The Thoth Radio Telescope in Algonquin Park
About ten years ago, one of my interlining suppliers showed me a new product they were developing. At the time there were concerns (principally in Europe, where this company was located) about the health effects of cellphone radiation. There are still such concerns, as reports continue to surface about exposure to wireless devices. This new product was meant to protect from such radiation. I, however, had another idea about it.
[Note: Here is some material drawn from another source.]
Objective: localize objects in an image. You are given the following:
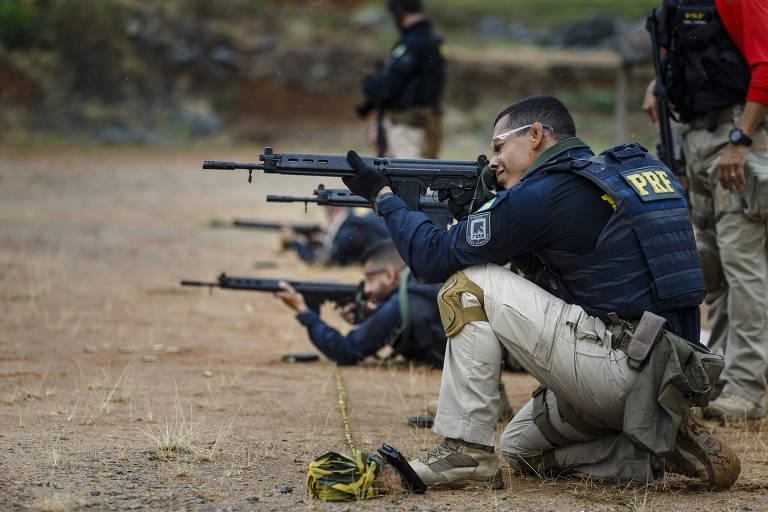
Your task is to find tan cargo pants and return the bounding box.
[384,109,443,158]
[683,107,768,403]
[433,264,651,481]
My mother may have taught me to sew, but my father taught me to be curious about things. An engineer at the National Research Council of Canada, my parents were living in the wilderness at the site of the Algonquin Radio Observatory around the time I was born. They moved to Ottawa where my father worked at their primary research campus and on family days I would go visit him at a wind tunnel or a wave tank or other such facility. To my very young self it seemed the coolest thing that my father got to do what seemed like playing giant games and push flashing buttons at work all day. So even though my artistic side won over my scientific side when it came to studies and career paths, I was still familiar with and highly curious about the inner and outer workings of things, and had a basic understanding of things like wireless signals and frequencies.
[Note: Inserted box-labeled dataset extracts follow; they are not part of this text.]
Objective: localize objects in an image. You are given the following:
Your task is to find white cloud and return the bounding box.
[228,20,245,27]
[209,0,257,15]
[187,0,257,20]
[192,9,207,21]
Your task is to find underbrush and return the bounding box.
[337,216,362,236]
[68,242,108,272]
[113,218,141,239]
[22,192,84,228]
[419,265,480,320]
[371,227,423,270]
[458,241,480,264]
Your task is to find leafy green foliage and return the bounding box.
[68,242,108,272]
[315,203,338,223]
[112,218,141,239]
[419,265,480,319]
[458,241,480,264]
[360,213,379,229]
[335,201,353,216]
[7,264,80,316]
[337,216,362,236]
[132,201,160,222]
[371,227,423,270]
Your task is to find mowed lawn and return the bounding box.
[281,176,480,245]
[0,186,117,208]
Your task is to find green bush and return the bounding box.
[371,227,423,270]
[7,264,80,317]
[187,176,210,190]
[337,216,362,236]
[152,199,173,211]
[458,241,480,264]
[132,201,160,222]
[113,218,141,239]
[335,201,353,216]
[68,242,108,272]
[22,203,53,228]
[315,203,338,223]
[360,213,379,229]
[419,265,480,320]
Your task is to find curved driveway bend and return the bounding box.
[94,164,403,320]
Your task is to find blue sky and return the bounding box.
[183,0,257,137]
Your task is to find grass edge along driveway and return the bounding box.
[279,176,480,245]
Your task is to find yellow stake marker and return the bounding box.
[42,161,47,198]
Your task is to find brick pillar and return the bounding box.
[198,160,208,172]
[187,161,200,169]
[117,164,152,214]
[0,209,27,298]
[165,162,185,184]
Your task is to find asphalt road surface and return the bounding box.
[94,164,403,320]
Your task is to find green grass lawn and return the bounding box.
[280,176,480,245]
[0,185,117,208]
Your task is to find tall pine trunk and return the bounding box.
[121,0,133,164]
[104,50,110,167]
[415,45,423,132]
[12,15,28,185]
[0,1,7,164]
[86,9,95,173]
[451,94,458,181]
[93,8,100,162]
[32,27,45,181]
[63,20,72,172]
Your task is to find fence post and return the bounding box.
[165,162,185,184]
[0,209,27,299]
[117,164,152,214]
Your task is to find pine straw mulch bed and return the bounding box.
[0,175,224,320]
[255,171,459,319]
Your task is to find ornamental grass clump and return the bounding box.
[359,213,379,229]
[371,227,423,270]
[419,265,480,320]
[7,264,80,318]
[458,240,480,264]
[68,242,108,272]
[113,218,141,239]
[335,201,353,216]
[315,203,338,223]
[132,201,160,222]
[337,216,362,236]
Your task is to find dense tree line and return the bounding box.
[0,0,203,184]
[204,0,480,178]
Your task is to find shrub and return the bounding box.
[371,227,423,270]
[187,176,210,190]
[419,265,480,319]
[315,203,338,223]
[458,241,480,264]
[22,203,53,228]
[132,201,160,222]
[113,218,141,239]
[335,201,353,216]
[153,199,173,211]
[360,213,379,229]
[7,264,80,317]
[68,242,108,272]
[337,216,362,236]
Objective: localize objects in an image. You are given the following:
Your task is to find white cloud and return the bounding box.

So when the supplier showed me his product, a cloth with a copper mesh woven into it, I asked him to go back to the lab in Germany to see if the size of the mesh were sufficient to block certain types of frequency. He later confirmed that it could so I explained my idea to him.
Merchants had been introducing mobile payment systems, the PayPass type of thing where you would wave a key fob near a reader on a gas pump or a credit card terminal and your payment information would be transmitted automatically. Powered by Radio Frequency Identification, or RFID, these key fobs and credit cards used the same technology as many remote car keys, enhanced drivers licenses, passports and security access cards. I knew that it was a fairly simple and inexpensive thing to build a skimmer which would allow a criminal to collect data from these devices merely by passing close to a person carrying one. David Beckham later made the news when his armor-plated BMW X-5 was stolen by thieves using a skimming device. It's become more and more common these days, as instructions for building skimmers are available on the internet, and some cel phones can also be used to surreptitiously collect this data.
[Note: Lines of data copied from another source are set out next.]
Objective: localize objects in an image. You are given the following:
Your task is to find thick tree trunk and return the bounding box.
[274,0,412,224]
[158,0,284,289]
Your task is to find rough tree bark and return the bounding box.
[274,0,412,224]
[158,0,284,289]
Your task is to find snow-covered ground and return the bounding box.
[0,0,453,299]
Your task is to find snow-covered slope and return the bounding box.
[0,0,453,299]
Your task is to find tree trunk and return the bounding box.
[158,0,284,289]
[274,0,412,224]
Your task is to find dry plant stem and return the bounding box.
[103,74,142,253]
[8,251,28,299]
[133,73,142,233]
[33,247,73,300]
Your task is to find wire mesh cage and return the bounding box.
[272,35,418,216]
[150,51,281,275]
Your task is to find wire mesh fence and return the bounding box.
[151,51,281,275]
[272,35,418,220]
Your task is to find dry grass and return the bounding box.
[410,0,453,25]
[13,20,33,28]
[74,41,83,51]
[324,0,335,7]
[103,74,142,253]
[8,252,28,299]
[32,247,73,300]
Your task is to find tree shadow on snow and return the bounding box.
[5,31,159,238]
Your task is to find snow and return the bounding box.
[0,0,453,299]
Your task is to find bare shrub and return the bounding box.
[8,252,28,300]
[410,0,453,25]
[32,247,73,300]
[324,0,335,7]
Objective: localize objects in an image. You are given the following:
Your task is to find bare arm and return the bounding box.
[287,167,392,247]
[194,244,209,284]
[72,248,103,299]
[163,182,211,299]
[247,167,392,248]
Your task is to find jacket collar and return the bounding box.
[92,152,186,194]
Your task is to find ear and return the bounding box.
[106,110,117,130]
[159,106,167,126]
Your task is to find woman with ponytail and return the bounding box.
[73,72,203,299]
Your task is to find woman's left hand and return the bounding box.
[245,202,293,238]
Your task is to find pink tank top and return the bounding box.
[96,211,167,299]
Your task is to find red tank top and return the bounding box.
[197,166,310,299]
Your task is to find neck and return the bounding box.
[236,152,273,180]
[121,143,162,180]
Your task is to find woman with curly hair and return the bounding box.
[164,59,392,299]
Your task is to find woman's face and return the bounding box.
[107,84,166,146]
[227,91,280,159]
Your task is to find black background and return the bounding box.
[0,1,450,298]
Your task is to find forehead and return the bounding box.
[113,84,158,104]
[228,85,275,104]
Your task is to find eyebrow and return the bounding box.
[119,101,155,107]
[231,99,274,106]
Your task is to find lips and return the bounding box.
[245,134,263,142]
My idea was that this new material, when properly applied, could be used to create a shielding pocket which would block RFID skimming. I suggested it to my boss at the time, but the RFID-enabled payment systems were still too new and he didn't get it. Over subsequent years I would bring it up again from time to time, usually to the same quizzical looks. Clothing people are not always the most technologically-savvy people. But now Apple Pay has entered the arena, and other mobile-payment technologies like LoopPay, and while the companies supplying these technologies tell us the data is encrypted and secure, the recent hacks at Target, Home Depot, and Neiman Marcus, etc. have shown that things may not be quite as secure and encrypted as they really should be. The only way to really be sure that nobody can collect your personal data from your phone and credit cards is to enclose them a shielding device. One which is, in this case, soft and fully dry-cleanable.
So now that people are more aware of potential risks of wireless identity theft, and I also have a much freer hand to experiment with things at work, I am finally going to be able to bring this idea to market. Some of my Fall 2015 garments will be equipped with a pocket that will be lined with the shielding material and closed with a special zipper that we can only get in Japan so that cards and other devices can be shielded form skimming, but also so that you can zip up all your stuff in a pocket when you chuck your jacket in the x-ray bin at the airport or when traveling through crowded, pickpocket-prone areas. The labs in Germany are now working on other interesting new textile solutions like heated fibers and silver anti-microbial treatments (which have the added bonus of protecting against vampires!) so I am converting part of our design process into an experimental lab to see how some of these developments can be applied in the real world.
My job just got that much more interesting.